Re: Simple postgresql.conf wizard

From: Greg Smith <gsmith(at)gregsmith(dot)com>
To: Gregory Stark <stark(at)enterprisedb(dot)com>
Cc: jd(at)commandprompt(dot)com, Robert Haas <robertmhaas(at)gmail(dot)com>, Josh Berkus <josh(at)agliodbs(dot)com>, pgsql-hackers(at)postgresql(dot)org
Subject: Re: Simple postgresql.conf wizard
Date: 2008-12-04 05:56:20
Message-ID: Pine.GSO.4.64.0812040000270.21937@westnet.com
Views: Raw Message | Whole Thread | Download mbox | Resend email
Thread:
Lists: pgsql-hackers

On Thu, 4 Dec 2008, Gregory Stark wrote:

> My point was more that you could have a data warehouse on a
> non-dedicated machine, you could have a web server on a non-dedicated
> machine, or you could have a mixed server on a non-dedicated machine.

I should just finish the documentation, where there will be a big
disclaimer saying "THESE SETTINGS ASSUME A SERVER DEDICATED TO
POSTGRESQL!" That's the context here. Why, after you follow my tuning
instructions, you're lucky if the server will run anything but the
database afterwards.

> Josh's logic is impeccable -- for the specific use case he's describing of a
> truly dedicated server with enough disk space for a major production database.
> But not every install is going to have gigabytes of space reserved for it and
> not every admin is going to realize that he really should set aside gigabytes
> of space even though he only expects his database to be a few megabytes.

It's really quite simple. Josh and I don't care directly about disk space
used by the WAL for people with trivial databases. At all. Whatsoever.
Maybe once, long ago, when we were young and frugal and skinny[1]; not
now, or probably ever again the future. If that's your concern, maybe
there can be some companion utility named pgmiser that lowers parameters
back down again. Your mascot can be some sort of animal that efficiently
lives off small scraps of food or something.[2]

The context here is pgtune, which is aiming to make a fat elephant of a
server faster so that there's an answer to people who say "My benchmarks
are all running really slow, is this because my system with 16PT of RAM is
only using 32MB of it for the database? This sucks, I'm going back to
Oracle which used all my RAM." If there are people who instead think,
"hey, I'll run this tuning utility to make my database faster, then it
will also be a lot smaller!", maybe we can find a class about space/time
tradeoffs in algorithm design to send them to or something.[3]

There are exactly two important things here. The first is how large
checkpoint_settings needs to be in order to for the considerable overhead
of checkpoints to be bearable. That drives the setting up. Our super-fat
DW application gets set to at least 64 so that when you bulk-load another
TB of data into it, that doesn't get bottlenecked dumping gigabytes of
dirty buffers every few seconds. If the database crashes and recovery
reads or writes a bunch of data, who cares about random writes because
your SAN has a 4GB write cache on it and dozens of drives slaving away.

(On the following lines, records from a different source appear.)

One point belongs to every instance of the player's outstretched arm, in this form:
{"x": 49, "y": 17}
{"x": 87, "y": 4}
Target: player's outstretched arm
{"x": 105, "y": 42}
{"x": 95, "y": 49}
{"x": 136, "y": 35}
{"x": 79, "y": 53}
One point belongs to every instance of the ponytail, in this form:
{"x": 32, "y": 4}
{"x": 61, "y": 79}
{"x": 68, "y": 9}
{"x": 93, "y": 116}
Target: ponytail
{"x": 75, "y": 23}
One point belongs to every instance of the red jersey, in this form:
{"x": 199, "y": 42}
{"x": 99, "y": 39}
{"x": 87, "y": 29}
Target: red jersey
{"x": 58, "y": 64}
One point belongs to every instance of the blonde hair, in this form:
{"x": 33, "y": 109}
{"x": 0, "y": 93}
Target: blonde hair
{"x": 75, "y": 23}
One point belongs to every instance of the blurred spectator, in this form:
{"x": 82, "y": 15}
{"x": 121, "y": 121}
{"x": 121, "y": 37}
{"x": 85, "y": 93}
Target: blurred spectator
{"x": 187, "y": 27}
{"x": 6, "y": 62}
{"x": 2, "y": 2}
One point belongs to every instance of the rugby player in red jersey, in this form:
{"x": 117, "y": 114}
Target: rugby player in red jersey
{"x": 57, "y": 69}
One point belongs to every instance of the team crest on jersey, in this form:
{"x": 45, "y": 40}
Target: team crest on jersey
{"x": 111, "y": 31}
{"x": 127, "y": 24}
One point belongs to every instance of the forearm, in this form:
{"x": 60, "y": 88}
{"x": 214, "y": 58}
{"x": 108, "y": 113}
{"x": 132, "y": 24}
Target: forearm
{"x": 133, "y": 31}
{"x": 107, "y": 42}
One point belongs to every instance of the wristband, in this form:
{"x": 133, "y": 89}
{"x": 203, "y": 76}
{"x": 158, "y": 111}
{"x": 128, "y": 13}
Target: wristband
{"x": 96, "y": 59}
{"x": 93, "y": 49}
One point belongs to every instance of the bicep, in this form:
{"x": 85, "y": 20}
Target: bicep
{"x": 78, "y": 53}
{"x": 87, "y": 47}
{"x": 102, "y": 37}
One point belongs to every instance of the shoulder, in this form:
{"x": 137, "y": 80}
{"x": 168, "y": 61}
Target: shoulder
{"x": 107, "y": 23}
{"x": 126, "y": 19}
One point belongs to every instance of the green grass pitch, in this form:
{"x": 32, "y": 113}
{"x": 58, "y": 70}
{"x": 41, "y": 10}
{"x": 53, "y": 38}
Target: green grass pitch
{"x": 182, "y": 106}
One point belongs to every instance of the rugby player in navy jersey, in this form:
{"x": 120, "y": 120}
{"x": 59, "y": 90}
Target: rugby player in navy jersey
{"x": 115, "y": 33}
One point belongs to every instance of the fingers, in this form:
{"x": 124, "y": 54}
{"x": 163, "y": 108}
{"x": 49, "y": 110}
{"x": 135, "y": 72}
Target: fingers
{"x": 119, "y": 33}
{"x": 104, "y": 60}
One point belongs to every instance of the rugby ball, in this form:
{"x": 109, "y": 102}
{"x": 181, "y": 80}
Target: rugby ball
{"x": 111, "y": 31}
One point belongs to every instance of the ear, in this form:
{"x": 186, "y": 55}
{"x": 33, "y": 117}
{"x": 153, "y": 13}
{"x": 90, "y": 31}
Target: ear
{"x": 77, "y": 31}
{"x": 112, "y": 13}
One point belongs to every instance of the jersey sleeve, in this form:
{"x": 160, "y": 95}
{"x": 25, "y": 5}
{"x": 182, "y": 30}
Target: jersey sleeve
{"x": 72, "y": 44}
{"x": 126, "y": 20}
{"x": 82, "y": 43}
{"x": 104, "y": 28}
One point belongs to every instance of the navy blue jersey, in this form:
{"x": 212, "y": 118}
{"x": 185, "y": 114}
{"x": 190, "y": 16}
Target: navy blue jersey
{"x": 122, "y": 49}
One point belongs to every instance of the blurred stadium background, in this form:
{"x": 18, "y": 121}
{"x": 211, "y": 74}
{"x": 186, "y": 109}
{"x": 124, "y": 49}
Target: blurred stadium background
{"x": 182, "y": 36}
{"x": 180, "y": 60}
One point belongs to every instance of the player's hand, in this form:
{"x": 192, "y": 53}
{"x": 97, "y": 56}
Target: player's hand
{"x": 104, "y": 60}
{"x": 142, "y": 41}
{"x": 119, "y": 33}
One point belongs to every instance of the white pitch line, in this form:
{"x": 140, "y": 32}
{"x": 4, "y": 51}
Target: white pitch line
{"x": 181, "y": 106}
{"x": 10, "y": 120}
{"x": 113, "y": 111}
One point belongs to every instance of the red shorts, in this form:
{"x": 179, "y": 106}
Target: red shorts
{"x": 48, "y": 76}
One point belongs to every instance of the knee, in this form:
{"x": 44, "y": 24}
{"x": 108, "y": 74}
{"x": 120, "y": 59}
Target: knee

Driving the setting down is knowing how much time you'll have to wait for
recovery to happen, which is really a measure of what your tolerance for
downtime is. We're thinking that someone who picks the Desktop tuning may
have no tolerance for the database to be sluggish coming back up after
Windows crashed and they rebooted, so tiny setting for them to make
recovery super fast.

Everybody else in our sample profiles fall in the middle of those two
extremes, which is why the values curve the way they do. Web app?
Probably not a lot of write volume, probably trouble if it's down a long
time; how about 8, on the low side, but it gives checkpoints more time to
spread out their I/O so worst-case latency isn't as bad. That's the sort
of analysis those numbers come from. Do performance tuning and juggle
these trade-offs for long enough for new people all the time, you get a
gut feel for the right ballpark an app should start at based on its type.
The whole idea behind this tool is that we're taking some of that hard-won
knowledge and trying to automate the distribution of it.

> It's great that Postgres has such great documentation but whenever we have the
> chance to replace something with an option which doesn't need any
> documentation that would be even better. I'm just exploring whether that's an
> option here.

I would be glad to have a post-CommitFest discussion of this very topic as
it's quite a pain to me in its current form. Just not right now because
it's too late to touch it.

> Nobody's even tried to do this side of things before. They always got
> bogged down in trying to parse config files and such.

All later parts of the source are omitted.